The steps to perform this analysis are as follows:

- Copy the app to your project if it is not already there:
  - Click: Public Resources > Workflows and Tools > Browse
  - Search for `GENESIS Aggregate Association Testing`
  - Click: Copy > Select your project > Copy
- Run the analysis in your project:
  - Click: Apps > `GENESIS Aggregate Association Testing` > Run
  - Specify the Inputs:
    - GDS files: `1KG_phase3_GRCh38_subset_chr<CHR>.gds` (select all 22 chromosomes)
    - Null model file: `1KG_trait_1_null_model.RData`
    - Phenotype file: `1KG_trait_1_phenotypes.RData` (use the phenotype file created by the Null Model app)
    - Variant group files: `gencode.v38.hg38_ENSG_VarGroups_subset_chr<CHR>.RData` (select all 22 chromosomes)
  - Specify the App Settings:
    - define_segments > Genome build: hg38
    - aggregate_list > Aggregate type: position
    - assoc_aggregate > Alt Freq Max: 0.01
    - assoc_aggregate > Memory GB: 32 (increase to make sure enough available)
    - assoc_aggregate > Test: smmat
    - assoc_aggregate > Weight Beta: "1 25"
    - Output prefix: "1KG_trait_1_smmat" (or any other string to name the output file)
    - GENESIS Association results plotting > Plot MAC threshold: 5
  - Click: Run
  
The analysis will take a few minutes to run. You can find your analysis in the Tasks menu of your Project to check on its progress and see the results once it has completed.

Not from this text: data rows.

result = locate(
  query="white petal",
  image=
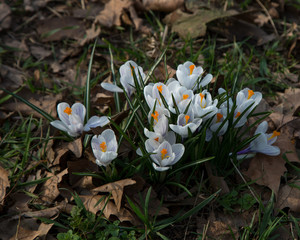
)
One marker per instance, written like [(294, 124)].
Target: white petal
[(79, 110), (111, 87), (96, 121)]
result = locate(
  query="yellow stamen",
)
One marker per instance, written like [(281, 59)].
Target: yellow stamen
[(103, 147), (219, 117), (185, 96), (187, 117), (159, 88), (250, 94), (237, 115), (164, 153), (155, 115), (68, 111), (191, 68), (275, 134)]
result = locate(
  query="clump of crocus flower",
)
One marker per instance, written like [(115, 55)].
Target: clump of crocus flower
[(72, 119)]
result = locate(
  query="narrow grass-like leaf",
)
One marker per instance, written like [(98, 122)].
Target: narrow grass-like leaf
[(116, 95), (35, 108), (88, 85)]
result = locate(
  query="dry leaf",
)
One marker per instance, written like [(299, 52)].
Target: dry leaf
[(50, 190), (267, 170), (56, 29), (116, 189), (194, 25), (90, 34), (90, 202), (28, 234), (4, 183), (110, 15), (289, 196), (5, 16), (163, 5)]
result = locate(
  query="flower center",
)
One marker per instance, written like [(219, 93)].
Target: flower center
[(185, 96), (132, 70), (191, 69), (186, 117), (250, 94), (159, 88), (103, 147), (155, 116), (219, 117), (164, 153), (275, 134), (68, 111)]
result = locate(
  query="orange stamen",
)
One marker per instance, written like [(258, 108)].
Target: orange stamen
[(187, 117), (191, 69), (164, 153), (219, 117), (237, 115), (250, 94), (132, 70), (103, 147), (155, 115), (159, 88), (275, 134), (185, 96), (68, 111)]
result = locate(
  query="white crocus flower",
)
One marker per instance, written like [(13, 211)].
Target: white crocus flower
[(263, 143), (72, 119), (153, 92), (185, 122), (203, 105), (217, 121), (105, 147), (189, 76), (165, 155), (126, 78), (181, 95)]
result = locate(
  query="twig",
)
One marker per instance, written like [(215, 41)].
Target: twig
[(269, 16)]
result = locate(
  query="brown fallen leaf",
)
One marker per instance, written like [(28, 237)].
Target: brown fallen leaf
[(56, 29), (47, 103), (49, 190), (162, 5), (92, 205), (194, 25), (267, 170), (5, 16), (116, 189), (4, 183), (90, 34), (28, 234), (289, 196), (110, 15)]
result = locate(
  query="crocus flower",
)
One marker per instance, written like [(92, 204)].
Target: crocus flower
[(153, 92), (165, 155), (126, 78), (217, 121), (203, 105), (105, 147), (185, 122), (189, 76), (72, 119)]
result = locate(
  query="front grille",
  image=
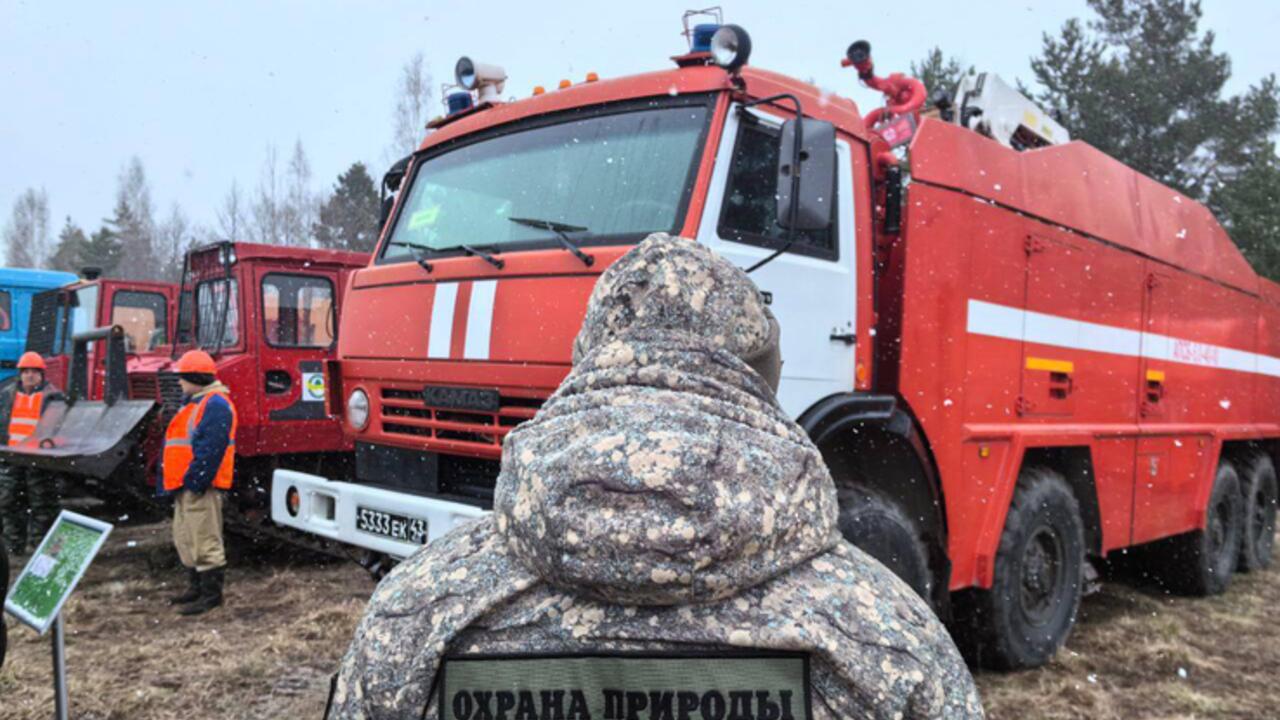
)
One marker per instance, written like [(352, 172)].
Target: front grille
[(144, 387), (160, 387), (403, 413)]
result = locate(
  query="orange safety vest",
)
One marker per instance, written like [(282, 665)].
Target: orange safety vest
[(177, 445), (24, 415)]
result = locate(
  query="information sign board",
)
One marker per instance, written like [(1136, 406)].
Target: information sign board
[(56, 566)]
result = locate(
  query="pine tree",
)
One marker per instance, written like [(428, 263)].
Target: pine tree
[(938, 72), (105, 251), (348, 219), (72, 249), (133, 224), (27, 232), (1144, 85)]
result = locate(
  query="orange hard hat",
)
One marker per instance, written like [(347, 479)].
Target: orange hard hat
[(196, 361), (31, 361)]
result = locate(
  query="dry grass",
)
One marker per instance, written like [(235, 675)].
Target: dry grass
[(270, 651), (1141, 652)]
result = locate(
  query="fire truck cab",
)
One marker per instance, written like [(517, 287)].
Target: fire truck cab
[(1014, 352)]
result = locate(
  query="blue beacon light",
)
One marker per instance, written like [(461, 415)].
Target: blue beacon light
[(458, 101), (703, 37)]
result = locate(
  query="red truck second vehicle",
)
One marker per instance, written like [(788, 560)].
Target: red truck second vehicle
[(266, 314)]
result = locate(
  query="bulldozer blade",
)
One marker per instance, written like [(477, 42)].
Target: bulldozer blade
[(86, 438)]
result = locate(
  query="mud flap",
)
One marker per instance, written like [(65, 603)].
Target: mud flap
[(86, 438)]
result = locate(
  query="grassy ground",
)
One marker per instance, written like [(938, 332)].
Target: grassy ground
[(1137, 652), (268, 652)]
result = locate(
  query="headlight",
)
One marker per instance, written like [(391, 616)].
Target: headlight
[(731, 48), (357, 409)]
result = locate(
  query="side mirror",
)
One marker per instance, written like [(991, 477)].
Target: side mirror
[(385, 213), (817, 172), (391, 185)]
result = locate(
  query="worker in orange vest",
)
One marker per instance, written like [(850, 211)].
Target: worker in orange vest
[(28, 497), (196, 469)]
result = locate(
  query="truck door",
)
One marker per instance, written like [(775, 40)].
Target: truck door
[(298, 327), (1164, 488), (1055, 276), (812, 288)]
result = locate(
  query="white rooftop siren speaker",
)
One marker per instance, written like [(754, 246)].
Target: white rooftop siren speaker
[(988, 105), (487, 80)]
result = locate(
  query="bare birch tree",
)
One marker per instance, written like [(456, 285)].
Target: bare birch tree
[(298, 212), (173, 241), (232, 222), (27, 232), (414, 99), (265, 213)]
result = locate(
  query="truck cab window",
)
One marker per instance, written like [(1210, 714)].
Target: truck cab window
[(144, 315), (210, 297), (297, 310), (750, 213), (617, 174)]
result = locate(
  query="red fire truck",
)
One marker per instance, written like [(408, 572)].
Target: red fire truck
[(1015, 352), (268, 315)]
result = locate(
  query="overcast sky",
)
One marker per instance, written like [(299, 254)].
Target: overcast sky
[(199, 90)]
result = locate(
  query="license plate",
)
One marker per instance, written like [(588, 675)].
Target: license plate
[(391, 525)]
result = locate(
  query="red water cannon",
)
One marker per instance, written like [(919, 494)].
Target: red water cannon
[(903, 95)]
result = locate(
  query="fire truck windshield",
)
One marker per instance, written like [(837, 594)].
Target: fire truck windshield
[(622, 172)]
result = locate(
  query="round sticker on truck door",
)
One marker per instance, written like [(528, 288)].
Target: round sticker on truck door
[(312, 387)]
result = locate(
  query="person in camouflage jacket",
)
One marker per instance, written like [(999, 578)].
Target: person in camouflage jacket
[(661, 500)]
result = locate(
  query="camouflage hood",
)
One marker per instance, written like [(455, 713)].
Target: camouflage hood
[(663, 470)]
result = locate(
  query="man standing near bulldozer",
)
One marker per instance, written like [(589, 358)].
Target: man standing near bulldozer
[(28, 497), (197, 465)]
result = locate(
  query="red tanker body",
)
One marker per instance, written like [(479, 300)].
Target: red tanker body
[(1024, 358)]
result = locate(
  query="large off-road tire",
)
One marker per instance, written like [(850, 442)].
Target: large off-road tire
[(881, 528), (1201, 563), (1032, 605), (4, 589), (1257, 538)]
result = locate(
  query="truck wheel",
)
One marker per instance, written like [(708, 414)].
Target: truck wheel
[(1031, 607), (4, 589), (880, 528), (1258, 538), (1201, 563)]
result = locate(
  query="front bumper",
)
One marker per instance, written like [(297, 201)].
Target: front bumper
[(329, 507)]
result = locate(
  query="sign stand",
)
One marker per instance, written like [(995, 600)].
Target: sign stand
[(59, 670), (46, 582)]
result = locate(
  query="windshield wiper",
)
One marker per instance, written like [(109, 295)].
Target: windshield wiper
[(492, 259), (561, 231)]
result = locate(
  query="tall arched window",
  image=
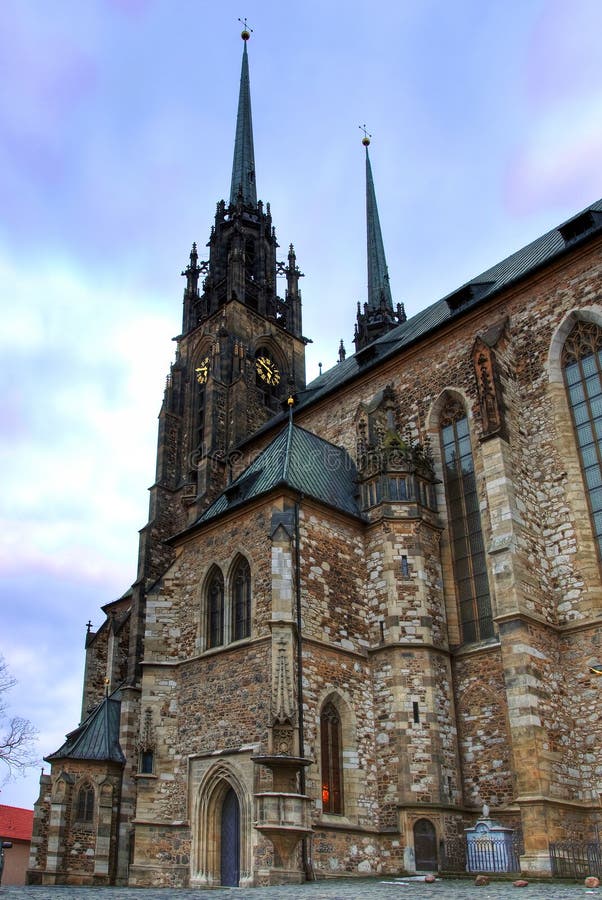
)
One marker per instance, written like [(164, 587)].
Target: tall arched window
[(465, 533), (582, 368), (241, 600), (84, 807), (330, 746), (215, 609)]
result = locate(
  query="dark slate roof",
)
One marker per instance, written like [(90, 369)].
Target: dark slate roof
[(97, 738), (300, 460), (510, 271)]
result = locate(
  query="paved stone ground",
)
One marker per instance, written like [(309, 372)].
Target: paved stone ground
[(356, 889)]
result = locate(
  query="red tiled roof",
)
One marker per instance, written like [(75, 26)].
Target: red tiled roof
[(15, 824)]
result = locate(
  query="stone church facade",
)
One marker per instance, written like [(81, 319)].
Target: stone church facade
[(365, 606)]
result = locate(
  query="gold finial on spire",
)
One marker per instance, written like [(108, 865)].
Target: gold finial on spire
[(366, 137), (246, 31)]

The output of this analysis will be 22 `<output_prefix>_chr<CHR>.RData` files with the association test results for each chromosome as well as a `<output_prefix>_manh.png` file with the Manhattan plot and a `<output_prefix>_qq.png` file with the QQ plot. Review the Manhattan plot -- are there any significant gene associations?

You can find the expected output of this analysis by looking at the existing task `11 SMMAT Association Test trait_1` in the Tasks menu of your Project. The output files are available in the Project, so you do not need to wait for your analysis to finish to look at the output.


## Exercise 6.2 (Data Studio)

After running an Application, you may want to load the results into RStudio to explore them interactively. All of the output files are saved in the directory `/sbgenomics/project-files/`. Load the chromosome 8 SMMAT results into RStudio and find the significant genes.  

```{r}
# your solution here 
#
#
#
#
#
#
#
#
#
```

### Solution 6.2 (Data Studio)

After running an Application, you may want to load the results into RStudio to explore them interactively. All of the output files are saved in the directory `/sbgenomics/project-files/`. Load the chromosome 8 SMMAT results into RStudio and find the significant genes.

```{r, eval = FALSE}
# load
assoc <- get(load('/sbgenomics/project-files/1KG_trait_1_smmat_chr8.RData'))
names(assoc)

head(assoc$results)

# filter to cumulative MAC >= 5
smmat <- assoc$results[assoc$results$n.alt >= 5, ]

# significant genes
smmat[smmat$pval_SMMAT < 0.05/nrow(smmat), ]
```

Gene ENSG00000253184 has SMMAT $p = 4.3x10^{-4}$, and gene ENSG00000251354 has SMMAT $p = 3.6x10^{-6}$.